Understandably, historical precedents might not help that much. Things are much bigger and wilder than they used to be and, in many cases, driven to new highs – until recently – and now to new lows with the “help” of computer-driven algorithms. The recently-deceased bull market was way, way longer than its predecessors, and the crash has been way faster than its predecessors in recent memory.
Knowing that stocks will probably recover and you’ll get back the gains if you sit tight has historically been what Warren Buffett (and most long-term investing pros) has recommended when he tells people to “own the market” via low-cost and low-maintenance S&P 500 index funds.
Look to earlier bear markets
Bear markets of the past do provide a roadmap of sorts for the types of declines investors can expect. The S&P 500, at its closing low Monday, March 17,2020 was 29.5% below its record high of 3,380.16 on February 14, 2020.
So how does that compare with other bears? The average bear market loss since 1929 is 40% and lasts 21 months, according to S&P Dow Jones Indices. It turns out that bear markets that occur during recessions (which many on Wall Street are calling for now due to coronavirus business stoppages) tend to be deeper (the average pullback is 37%) than ones that don’t involve recessions (24% decline).
Track the S&P 500 Index here https://us.spindices.com/indices/equity/sp-500
Track the Dow index here https://www.morningstar.com/etfs/xtks/1679/quote .
“Trading stocks over a one-day period is only marginally better than a coin-flip,” the Bank of America note said, also pointing out that “the best days usually follow the worst days,” which makes market-timing extremely difficult.
Even missing just the best 10 days of the stock market can kill your gains.
From 1999 to 2018, annualized return of the S&P 500 was 5.62%, but without the 10 best-performing days, your return would drop to 2.01%. Take out the next 10, and your return would sink to -0.33%.
The note also pointed out that equities are unique in being the only asset class that has performed really well over almost any big chunk of time.
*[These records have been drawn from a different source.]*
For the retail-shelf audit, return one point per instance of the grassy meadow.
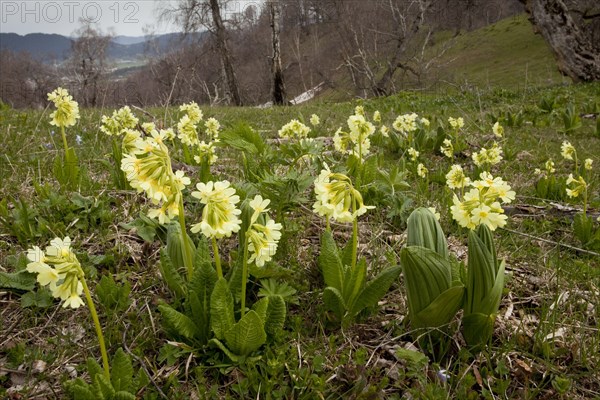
(545, 341)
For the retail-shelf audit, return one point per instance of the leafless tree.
(195, 15)
(89, 61)
(572, 29)
(276, 69)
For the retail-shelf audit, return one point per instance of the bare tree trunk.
(278, 83)
(571, 39)
(382, 88)
(221, 35)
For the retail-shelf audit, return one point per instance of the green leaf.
(485, 234)
(427, 275)
(260, 307)
(481, 274)
(121, 373)
(122, 395)
(330, 262)
(275, 317)
(478, 328)
(224, 349)
(247, 335)
(104, 387)
(93, 368)
(21, 280)
(178, 322)
(81, 392)
(334, 302)
(441, 310)
(200, 288)
(354, 281)
(424, 230)
(170, 274)
(175, 246)
(221, 309)
(582, 226)
(375, 289)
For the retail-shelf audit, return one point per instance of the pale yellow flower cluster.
(567, 150)
(58, 268)
(406, 123)
(482, 204)
(356, 141)
(315, 120)
(119, 122)
(336, 197)
(414, 154)
(577, 186)
(447, 148)
(548, 169)
(219, 215)
(498, 130)
(491, 156)
(263, 238)
(67, 109)
(456, 179)
(456, 123)
(186, 127)
(148, 169)
(294, 129)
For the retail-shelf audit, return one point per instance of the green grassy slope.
(507, 53)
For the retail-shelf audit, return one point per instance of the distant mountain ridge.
(52, 47)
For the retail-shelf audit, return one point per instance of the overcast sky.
(123, 17)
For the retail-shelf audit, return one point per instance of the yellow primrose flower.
(578, 186)
(187, 131)
(336, 197)
(385, 131)
(491, 156)
(567, 150)
(434, 212)
(447, 148)
(193, 112)
(377, 117)
(456, 123)
(406, 123)
(219, 216)
(120, 120)
(67, 110)
(498, 130)
(212, 127)
(456, 179)
(413, 154)
(207, 152)
(58, 268)
(315, 120)
(259, 205)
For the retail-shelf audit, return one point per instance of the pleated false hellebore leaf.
(434, 296)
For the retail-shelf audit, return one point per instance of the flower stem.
(187, 255)
(92, 308)
(354, 234)
(244, 276)
(62, 131)
(217, 258)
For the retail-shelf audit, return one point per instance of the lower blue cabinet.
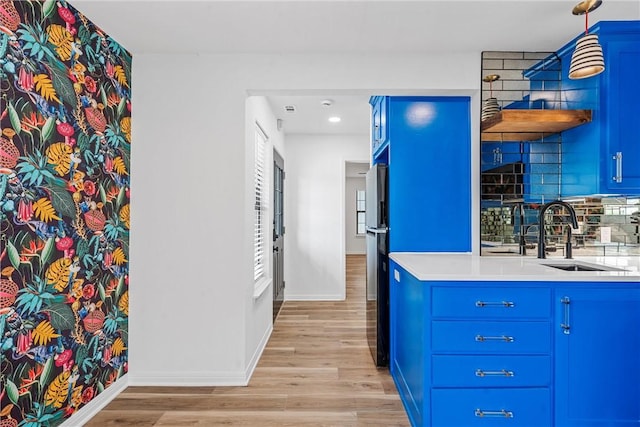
(496, 337)
(490, 371)
(569, 358)
(490, 407)
(597, 357)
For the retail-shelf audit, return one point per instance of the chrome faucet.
(521, 241)
(541, 235)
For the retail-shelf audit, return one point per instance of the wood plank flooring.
(316, 371)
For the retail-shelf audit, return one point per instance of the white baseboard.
(189, 379)
(92, 408)
(202, 379)
(256, 354)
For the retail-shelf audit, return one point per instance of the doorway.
(278, 233)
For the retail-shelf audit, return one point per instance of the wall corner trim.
(92, 408)
(256, 354)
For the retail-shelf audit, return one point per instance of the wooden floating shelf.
(530, 125)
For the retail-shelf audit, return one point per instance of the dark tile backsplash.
(528, 174)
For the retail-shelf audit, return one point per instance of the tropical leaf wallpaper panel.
(64, 211)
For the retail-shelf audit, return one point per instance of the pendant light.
(587, 60)
(490, 106)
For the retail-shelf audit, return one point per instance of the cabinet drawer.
(485, 303)
(490, 337)
(490, 407)
(491, 371)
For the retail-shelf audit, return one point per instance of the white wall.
(259, 312)
(315, 195)
(193, 319)
(355, 244)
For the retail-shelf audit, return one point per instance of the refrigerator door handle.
(373, 230)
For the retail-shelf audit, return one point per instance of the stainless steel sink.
(581, 267)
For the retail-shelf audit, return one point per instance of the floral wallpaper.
(64, 211)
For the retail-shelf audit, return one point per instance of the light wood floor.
(316, 371)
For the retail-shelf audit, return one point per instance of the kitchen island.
(510, 341)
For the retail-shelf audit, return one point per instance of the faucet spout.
(541, 234)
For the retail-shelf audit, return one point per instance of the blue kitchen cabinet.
(603, 157)
(471, 354)
(379, 136)
(409, 330)
(428, 151)
(515, 353)
(597, 357)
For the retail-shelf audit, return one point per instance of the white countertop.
(466, 267)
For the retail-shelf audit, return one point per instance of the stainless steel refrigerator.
(377, 264)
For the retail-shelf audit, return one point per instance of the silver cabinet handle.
(566, 325)
(501, 413)
(502, 373)
(618, 158)
(506, 304)
(481, 338)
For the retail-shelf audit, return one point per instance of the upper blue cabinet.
(426, 142)
(603, 157)
(379, 135)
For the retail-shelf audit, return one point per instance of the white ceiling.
(344, 26)
(311, 117)
(307, 26)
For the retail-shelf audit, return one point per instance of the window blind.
(259, 241)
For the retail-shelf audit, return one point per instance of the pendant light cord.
(586, 22)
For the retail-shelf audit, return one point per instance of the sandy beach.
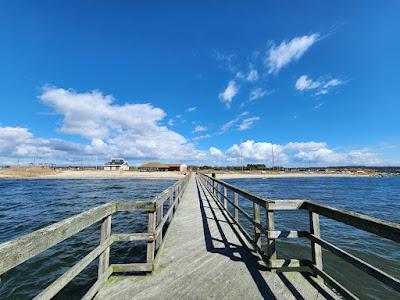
(99, 174)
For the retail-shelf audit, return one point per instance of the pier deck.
(205, 256)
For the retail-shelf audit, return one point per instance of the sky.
(290, 83)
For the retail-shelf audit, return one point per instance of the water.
(377, 197)
(27, 205)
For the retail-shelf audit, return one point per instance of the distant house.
(116, 164)
(157, 166)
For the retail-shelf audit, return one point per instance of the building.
(116, 164)
(157, 166)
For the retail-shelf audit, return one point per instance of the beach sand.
(98, 174)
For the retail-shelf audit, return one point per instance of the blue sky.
(317, 82)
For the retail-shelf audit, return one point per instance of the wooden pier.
(198, 248)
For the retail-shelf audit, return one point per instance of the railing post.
(235, 210)
(225, 198)
(271, 248)
(256, 219)
(104, 259)
(171, 200)
(151, 227)
(316, 250)
(159, 216)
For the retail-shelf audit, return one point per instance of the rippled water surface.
(377, 197)
(27, 205)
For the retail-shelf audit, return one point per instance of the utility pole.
(241, 155)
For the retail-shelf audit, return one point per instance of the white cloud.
(201, 137)
(288, 51)
(128, 130)
(199, 128)
(247, 123)
(232, 122)
(216, 152)
(299, 153)
(252, 75)
(320, 86)
(257, 94)
(227, 95)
The 2000s, which ended with a financial crisis, was the only decade outside of the 1930s that saw total negative returns.
Unless you need the losses for tax purposes, I would not sell stocks if you don’t need the money and can just wait it out. If you need cash and don’t have a sufficient cash reserve to provide you with a buffer for a few months or one year of fixed living expenses, then selectively raising cash makes sense.
This is a good time to reassess your own attitudes toward risk, and if you’re out of whack, then you should be making adjustments.